Pride and Yoga

“Cease to hear instruction, my son, and you will stray from the words of knowledge.” Proverbs 19:27

The muscles in my back have made for some restlessness lately. I’m not injured, just tense. Quite a few life changes are going on, plus, I haven’t taken care of myself as much as needed in the last couple of years. I’ve gotten a little lazy with some of my food choices and overeating.

It’s time to take action.

A couple of weeks ago, I requested some of my friends to pray for me to get organized with my exercising and creating healthier meal plans.

Last week a friend messaged a group of her friends out of the blue wanting to share about her Yoga coaching business. It’s a business she started about a year ago working with middle through elderly aged women, helping them to develop healthier habits, as well as, balance and flexibility through Yoga. The previous week, I had checked out a book on Yoga, so my interest was piqued. We set up a time to visit.

Monday morning she arrived at my home perky and enthusiastic yet genuinely sincere, as always. We began to talk about what she teaches and if this was something I wanted to do. Midway through our conversation, she began to talk a little bit about the food choices we make and how they affect a healthy lifestyle. She wasn’t preaching, just speaking truth, when something inside of me wanted to scream and run from the room. (No, I didn’t. I just wanted to.) Instead, I began to ramble about how good my family eats, cooking from scratch with fresh veggies. I quickly elaborated on how my Home Economics degree had covered Nutrition and Food Science, so I already knew about healthy eating. (Yes, I know, I took those classes twenty-five years ago.  Shush.)

We moved passed the topic of food and discussed other parts of Yoga, like breathing, stretching, and learning to focus. I signed up for classes and my friend left.

Then this happened…

Tuesday morning my husband called telling me about an opportunity to buy a new dress… for a charity gala happening this Friday. He politely asked if I was interested first, but made sure I knew it was ok to go shopping. Excitedly, after my daughter got home from school we headed to our mall to find a dress. Unexcitedly, I learned I had moved up a size. After purchasing a baby blue dress with cream lace from the sale rack (66% off!!!), I left the store both proud for my find and humbled by my new size reality.

As much as I didn’t want instruction on my food habits from my friend, was as much as I needed them.

Proverbs 19:27 talks a bit about receiving instruction. It says, “Cease to hear instruction, my son, and you will stray from the words of knowledge.”

Now, I know what is causing my “cease to hear instruction”. It’s a big stumbling block in my life called pride. Pride and I are well acquainted. Pride has robbed my joy, made me out to be a fool and is now keeping  from hearing and receiving knowledge on eating healthier.

So here I sit typing, trying to formulate a plan when something else pops into my head.

Okay, it didn’t just pop in my head. I hit a dead spot in my thought process and began to look at what was laying on the coffee table. And there it is… my answer.

Sitting on my coffee table is a prayer sheet on how to overcome strongholds.

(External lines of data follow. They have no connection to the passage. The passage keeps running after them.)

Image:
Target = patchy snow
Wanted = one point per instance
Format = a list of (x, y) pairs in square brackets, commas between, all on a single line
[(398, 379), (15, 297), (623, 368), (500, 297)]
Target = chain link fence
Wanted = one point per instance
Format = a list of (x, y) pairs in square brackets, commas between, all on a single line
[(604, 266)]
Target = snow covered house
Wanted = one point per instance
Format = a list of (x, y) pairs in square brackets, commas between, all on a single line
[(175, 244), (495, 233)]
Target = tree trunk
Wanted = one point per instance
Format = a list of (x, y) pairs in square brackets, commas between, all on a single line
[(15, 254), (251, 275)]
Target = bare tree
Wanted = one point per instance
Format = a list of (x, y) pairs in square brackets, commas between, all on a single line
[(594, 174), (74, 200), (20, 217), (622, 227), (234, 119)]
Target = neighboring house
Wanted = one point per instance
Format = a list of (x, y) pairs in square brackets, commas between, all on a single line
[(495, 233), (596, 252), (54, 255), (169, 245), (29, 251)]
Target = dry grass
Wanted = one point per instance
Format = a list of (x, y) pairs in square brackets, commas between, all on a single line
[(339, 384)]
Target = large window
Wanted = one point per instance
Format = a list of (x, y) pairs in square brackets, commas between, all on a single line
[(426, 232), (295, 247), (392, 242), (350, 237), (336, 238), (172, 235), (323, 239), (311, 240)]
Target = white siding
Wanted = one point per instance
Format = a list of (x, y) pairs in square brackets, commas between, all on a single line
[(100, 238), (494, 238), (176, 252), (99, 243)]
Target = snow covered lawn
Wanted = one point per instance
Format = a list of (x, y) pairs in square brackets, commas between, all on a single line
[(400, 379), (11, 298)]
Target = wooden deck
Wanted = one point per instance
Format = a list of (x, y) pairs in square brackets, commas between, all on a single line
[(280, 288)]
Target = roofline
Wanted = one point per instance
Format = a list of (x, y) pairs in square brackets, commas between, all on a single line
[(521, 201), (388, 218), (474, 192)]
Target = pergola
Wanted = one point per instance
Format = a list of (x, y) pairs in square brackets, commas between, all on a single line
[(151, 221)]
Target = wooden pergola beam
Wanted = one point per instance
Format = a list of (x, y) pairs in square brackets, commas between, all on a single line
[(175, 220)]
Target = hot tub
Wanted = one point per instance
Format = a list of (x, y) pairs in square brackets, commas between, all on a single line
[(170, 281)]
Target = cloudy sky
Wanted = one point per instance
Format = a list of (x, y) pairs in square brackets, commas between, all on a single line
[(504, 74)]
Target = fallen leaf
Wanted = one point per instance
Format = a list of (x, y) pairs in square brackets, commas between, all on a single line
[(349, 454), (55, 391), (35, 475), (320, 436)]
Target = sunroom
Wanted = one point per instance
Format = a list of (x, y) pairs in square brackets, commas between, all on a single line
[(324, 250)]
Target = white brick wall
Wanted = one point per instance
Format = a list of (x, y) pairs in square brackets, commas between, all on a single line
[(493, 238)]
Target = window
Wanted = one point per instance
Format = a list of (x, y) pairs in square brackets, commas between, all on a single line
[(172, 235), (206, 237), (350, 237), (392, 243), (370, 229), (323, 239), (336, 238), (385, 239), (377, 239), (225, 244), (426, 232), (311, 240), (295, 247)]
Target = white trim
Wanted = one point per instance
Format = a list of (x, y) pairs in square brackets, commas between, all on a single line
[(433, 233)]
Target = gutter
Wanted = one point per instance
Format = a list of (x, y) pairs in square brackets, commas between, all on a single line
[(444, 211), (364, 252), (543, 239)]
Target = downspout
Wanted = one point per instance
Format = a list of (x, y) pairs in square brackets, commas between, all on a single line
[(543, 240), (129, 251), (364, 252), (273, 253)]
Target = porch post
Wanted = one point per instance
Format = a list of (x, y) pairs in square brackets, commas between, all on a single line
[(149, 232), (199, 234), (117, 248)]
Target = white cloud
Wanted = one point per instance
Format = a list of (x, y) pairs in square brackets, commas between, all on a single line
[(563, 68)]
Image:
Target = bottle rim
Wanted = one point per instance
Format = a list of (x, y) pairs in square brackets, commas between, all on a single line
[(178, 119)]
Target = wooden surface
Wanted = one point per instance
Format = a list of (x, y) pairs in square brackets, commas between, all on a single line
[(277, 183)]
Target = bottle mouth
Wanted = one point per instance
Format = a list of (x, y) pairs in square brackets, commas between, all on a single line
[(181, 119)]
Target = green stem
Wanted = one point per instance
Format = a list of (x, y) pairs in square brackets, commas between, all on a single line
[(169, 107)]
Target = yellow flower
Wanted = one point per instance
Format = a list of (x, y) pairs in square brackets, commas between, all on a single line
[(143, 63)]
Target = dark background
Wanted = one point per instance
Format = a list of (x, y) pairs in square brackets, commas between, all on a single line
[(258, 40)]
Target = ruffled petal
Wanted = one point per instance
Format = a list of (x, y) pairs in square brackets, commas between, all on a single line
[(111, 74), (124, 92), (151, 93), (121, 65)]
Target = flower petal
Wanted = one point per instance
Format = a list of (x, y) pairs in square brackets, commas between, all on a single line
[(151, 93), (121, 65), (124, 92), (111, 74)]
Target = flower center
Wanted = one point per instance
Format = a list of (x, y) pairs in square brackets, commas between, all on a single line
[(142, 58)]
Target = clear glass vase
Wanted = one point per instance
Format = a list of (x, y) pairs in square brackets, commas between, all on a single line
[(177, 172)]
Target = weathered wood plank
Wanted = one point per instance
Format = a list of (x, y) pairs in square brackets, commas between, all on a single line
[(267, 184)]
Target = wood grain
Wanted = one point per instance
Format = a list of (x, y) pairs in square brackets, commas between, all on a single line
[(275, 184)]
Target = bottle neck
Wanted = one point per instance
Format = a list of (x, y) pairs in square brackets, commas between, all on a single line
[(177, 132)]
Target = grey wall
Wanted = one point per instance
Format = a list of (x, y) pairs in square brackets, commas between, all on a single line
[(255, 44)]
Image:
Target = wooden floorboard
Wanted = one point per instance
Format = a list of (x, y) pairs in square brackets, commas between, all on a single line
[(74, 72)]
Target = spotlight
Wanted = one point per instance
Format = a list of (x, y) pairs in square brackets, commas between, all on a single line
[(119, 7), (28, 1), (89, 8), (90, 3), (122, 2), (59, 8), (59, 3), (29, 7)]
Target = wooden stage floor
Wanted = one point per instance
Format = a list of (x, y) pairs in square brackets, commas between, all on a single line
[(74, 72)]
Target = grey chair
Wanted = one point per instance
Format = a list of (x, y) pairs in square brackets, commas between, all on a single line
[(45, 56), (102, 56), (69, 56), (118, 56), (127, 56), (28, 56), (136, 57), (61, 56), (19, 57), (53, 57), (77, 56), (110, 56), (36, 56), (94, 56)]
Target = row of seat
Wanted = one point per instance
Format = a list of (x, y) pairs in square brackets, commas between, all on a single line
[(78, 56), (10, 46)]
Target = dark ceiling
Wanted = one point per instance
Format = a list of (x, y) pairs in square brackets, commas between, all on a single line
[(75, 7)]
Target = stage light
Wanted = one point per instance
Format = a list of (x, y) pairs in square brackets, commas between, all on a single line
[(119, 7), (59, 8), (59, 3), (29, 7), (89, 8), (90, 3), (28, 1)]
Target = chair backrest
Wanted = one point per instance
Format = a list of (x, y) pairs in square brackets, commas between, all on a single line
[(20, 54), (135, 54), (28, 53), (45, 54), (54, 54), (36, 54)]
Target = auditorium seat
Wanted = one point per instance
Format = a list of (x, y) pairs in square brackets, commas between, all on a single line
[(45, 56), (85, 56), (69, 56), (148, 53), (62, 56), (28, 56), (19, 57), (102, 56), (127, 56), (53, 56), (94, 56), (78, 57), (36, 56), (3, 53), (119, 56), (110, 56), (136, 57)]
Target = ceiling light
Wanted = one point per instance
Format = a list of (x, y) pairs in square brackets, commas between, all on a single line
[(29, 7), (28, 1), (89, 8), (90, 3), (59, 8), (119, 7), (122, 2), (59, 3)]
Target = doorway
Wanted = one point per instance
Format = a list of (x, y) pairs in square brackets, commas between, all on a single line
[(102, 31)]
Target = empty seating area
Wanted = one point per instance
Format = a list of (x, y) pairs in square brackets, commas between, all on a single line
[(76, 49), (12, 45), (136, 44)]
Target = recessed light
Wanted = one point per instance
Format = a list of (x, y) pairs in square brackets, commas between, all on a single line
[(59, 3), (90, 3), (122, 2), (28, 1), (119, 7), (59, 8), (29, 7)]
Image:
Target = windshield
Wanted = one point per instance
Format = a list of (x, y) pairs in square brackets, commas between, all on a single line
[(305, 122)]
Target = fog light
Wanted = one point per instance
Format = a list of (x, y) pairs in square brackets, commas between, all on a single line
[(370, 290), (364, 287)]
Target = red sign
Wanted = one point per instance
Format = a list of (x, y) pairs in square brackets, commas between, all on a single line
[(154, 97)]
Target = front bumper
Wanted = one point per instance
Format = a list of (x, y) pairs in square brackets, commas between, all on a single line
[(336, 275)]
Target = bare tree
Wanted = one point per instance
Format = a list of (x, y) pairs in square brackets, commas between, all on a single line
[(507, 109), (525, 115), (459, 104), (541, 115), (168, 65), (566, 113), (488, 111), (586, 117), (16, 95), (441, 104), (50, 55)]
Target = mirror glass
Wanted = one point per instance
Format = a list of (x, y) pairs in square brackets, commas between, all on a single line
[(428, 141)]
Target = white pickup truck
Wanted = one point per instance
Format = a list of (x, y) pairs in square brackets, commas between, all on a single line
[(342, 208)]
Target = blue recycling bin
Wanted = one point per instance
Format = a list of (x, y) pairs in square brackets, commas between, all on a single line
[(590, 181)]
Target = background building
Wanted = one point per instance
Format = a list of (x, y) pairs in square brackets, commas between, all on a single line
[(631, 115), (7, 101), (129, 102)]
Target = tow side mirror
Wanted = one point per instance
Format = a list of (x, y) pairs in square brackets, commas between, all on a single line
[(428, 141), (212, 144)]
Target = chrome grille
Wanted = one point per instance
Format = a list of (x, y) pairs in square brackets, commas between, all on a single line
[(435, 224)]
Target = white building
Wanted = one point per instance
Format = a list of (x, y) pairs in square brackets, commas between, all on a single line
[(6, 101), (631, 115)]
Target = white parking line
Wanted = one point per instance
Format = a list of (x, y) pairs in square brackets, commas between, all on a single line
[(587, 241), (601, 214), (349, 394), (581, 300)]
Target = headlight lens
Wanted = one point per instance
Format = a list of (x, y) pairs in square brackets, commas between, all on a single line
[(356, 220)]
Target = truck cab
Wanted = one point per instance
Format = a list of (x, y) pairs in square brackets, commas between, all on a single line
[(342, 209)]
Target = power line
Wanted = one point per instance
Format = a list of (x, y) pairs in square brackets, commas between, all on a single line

My summer Bible study this year has been Priscilla Shirer’s “The Armor of God”. Within this study were steps on demolishing strongholds. They include (The Armor of God study guide, pgs. 166-167):

  1. Identify the toxic thought patterns you’ve been nursing and recognize them for what they truly are – strongholds…”
  2. Confess errant thought processes to God…”
  3. Dismantle (this is my favorite part) the stronghold by taking your thoughts captive, then renewing your perspective and understanding through the concentrated, deliberate applying of God’s truth” (the Word of God, the Bible).

So now to apply.

I’ve identified pride as my stronghold; plus, I’ve confessed to Jesus my unwillingness to listen to instruction because of my pride and have asked for forgiveness. Now, I need to change my habit of not wanting to receive instruction when it comes to eating healthy. I can do this by writing down God’s word, my new truth (Proverbs 19:27) and memorizing it. Reciting this verse will help me remember my avoiding healthy advice is a pride issue. Progress is going to take a willingness to listen even when the subject is uncomfortable. It may take time and many attempts to break the stronghold; I will continue in that time to give thanks to God and my friend for their help in my new healthier life pattern.

My pride over receiving advice on food issues is currently being dismantled. Not there yet, but working on it.  In the meantime, I’m learning better breathing practices and stretches to help me with that tense back.

What are some of your favorite healthy choice food tips?